Modelling Capital and Risk: Is a Diversified Ecosystem a Protection against Systemic Risk?

The BIS conducted a survey (http://www.bis.org/publ/bcbs240.pdf) “Regulatory consistency assessment programme (RCAP) – Analysis of risk- weighted assets for market risk”, which in simple terms means a study into how banks
February 3, 2013 - Editor
Category: Article

The BIS conducted a survey (http://www.bis.org/publ/bcbs240.pdf) “Regulatory consistency assessment programme (RCAP) – Analysis of risk- weighted assets for market risk”, which in simple terms means a study into how banks calculate regulatory capital, including tests using 26 pre-defined sample portfolios.

If you look at page 34/35 onwards you can see that the outcome of the sample portfolios leads in some cases to a wide distribution of results. This prompted Deus Ex Macchiato to comment (http://blog.rivast.com/?p=6865) that this indicates a dangerous or embarrassing divergence of outcomes, leading to lack of trust in banks capital holdings and ratios.

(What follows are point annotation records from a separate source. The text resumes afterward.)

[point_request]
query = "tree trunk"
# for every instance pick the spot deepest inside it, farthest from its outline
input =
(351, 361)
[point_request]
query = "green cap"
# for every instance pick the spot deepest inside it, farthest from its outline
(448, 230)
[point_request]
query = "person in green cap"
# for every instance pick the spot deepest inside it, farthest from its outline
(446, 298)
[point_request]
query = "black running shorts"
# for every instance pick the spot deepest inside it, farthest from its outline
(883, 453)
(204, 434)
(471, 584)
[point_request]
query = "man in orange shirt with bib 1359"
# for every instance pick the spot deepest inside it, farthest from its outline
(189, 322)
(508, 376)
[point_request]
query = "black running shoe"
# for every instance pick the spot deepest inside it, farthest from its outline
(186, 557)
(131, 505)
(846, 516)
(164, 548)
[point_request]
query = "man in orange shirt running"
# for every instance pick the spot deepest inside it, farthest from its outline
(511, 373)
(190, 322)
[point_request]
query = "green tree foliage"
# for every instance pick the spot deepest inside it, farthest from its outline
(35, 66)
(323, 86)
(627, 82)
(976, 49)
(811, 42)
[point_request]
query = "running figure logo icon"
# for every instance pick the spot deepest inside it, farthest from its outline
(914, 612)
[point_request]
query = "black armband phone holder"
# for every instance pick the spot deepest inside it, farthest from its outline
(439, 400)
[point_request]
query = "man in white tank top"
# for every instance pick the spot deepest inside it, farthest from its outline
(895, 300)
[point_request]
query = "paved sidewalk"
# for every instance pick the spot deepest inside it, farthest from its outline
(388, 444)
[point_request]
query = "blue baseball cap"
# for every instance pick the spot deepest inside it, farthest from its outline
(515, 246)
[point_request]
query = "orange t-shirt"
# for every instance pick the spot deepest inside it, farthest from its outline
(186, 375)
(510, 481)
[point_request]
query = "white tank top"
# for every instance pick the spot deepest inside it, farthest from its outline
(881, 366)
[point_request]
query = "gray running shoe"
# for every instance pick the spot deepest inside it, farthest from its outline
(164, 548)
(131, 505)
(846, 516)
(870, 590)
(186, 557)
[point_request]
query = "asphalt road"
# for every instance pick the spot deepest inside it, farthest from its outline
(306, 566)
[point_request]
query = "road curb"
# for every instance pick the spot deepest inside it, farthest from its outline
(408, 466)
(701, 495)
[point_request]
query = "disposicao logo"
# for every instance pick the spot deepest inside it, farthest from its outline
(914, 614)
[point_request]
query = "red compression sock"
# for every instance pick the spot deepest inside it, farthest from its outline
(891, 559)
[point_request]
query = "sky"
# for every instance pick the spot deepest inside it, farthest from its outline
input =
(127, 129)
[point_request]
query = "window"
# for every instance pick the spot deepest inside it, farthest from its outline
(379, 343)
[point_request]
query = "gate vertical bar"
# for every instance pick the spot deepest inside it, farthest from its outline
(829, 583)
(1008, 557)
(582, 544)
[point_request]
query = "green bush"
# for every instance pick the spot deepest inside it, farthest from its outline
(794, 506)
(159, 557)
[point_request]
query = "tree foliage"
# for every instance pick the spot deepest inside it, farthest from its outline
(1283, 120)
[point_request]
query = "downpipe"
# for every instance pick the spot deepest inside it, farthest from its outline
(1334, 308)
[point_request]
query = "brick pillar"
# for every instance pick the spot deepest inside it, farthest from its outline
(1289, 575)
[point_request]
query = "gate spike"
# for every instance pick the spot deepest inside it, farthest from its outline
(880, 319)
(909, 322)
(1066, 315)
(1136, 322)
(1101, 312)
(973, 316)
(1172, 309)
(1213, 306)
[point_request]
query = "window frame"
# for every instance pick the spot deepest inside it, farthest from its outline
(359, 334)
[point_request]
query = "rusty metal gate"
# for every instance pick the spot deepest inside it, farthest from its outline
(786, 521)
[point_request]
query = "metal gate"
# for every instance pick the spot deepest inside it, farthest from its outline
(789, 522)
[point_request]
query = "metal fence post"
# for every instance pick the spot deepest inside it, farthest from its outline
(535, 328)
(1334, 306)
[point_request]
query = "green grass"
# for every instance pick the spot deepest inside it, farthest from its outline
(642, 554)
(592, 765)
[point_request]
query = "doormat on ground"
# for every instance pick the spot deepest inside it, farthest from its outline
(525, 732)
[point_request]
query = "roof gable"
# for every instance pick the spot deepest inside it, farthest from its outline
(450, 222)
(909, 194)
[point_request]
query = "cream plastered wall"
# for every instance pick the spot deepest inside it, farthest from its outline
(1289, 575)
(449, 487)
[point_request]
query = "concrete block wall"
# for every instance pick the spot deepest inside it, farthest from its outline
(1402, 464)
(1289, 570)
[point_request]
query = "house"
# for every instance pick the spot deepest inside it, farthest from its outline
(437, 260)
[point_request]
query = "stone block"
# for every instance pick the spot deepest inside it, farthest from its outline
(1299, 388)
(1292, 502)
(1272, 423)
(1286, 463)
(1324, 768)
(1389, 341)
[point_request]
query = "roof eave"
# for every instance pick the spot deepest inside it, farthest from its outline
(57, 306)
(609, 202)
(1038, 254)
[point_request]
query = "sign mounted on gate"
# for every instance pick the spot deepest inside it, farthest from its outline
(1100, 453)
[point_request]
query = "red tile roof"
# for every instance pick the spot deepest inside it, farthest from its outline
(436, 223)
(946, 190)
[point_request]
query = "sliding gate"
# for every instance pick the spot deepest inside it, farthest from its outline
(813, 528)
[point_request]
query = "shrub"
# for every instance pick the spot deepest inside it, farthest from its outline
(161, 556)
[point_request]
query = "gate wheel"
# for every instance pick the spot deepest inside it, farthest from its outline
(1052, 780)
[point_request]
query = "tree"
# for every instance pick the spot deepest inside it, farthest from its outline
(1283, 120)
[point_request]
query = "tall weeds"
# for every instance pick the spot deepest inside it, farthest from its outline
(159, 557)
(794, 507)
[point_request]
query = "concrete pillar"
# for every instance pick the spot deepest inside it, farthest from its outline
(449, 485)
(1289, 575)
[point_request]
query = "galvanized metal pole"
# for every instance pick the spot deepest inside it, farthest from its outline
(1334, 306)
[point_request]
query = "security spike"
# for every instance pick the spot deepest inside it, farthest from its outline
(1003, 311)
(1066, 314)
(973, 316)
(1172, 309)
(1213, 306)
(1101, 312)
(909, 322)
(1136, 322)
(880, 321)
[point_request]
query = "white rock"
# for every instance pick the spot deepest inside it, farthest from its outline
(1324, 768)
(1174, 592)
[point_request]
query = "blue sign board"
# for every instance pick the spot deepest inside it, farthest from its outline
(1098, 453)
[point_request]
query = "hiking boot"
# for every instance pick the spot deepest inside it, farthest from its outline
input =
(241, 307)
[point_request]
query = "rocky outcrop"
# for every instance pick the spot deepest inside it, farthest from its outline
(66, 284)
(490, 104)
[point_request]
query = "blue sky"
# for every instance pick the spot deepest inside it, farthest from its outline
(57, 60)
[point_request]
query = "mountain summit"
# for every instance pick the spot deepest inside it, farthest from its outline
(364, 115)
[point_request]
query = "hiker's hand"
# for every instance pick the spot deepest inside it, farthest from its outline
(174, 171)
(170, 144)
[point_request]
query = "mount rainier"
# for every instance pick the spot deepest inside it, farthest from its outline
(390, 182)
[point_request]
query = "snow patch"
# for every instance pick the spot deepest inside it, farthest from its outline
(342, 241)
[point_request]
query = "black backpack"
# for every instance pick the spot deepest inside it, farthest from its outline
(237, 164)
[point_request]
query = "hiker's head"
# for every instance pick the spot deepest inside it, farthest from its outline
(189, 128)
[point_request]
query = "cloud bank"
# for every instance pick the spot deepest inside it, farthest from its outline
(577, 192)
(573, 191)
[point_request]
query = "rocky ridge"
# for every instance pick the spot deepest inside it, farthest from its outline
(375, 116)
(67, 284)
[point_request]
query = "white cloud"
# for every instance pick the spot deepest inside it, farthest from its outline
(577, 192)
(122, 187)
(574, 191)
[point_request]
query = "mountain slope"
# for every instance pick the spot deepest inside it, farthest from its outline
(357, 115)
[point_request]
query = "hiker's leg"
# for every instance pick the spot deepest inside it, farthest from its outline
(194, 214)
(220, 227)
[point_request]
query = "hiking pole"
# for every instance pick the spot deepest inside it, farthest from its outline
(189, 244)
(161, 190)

DEM’s other suggestion was to use the data accumulating in the new OTC SDRs (and other sources) to create a centralised and standardised system for making these calculations.

This in turn prompted a response from Craig in Houston (http://streetwiseprofessor.com/?p=7012) which can be summarised (in a nice way without malice) “No. No. No. No. No fucking no“.

I understand the reasons for SWP’s opinion, being that such large and complex calculations can’t be trusted, so allow banks to diverge and let a crisis sort out the cautious from the brave. But yet I have a centrist tendency to want to try and determine independently what these large calculations should be telling us – and feel like a model implemented outside each bank would have different influences and assumptions.

Perhaps both approaches have merit – adding a ‘central’ calculation would give one more reference point with regard to the banks own calculations, and might also make the regulators get their feet wet in building a big scary complex calculation and explaining their own models, fuelling a debate on the “right” outcome.

I have to confess proposing something quite similar in 2008 (see 2008 article 3 here: https://theotcspace.com/writing/) where I posited more or less the same thing but for market risk – use the data inside the banks to build the mother of all VaR models.

What do readers think? Should we mandate the FSB to build the mother of all RWA calculators, or let the banks experience Darwinian evolution?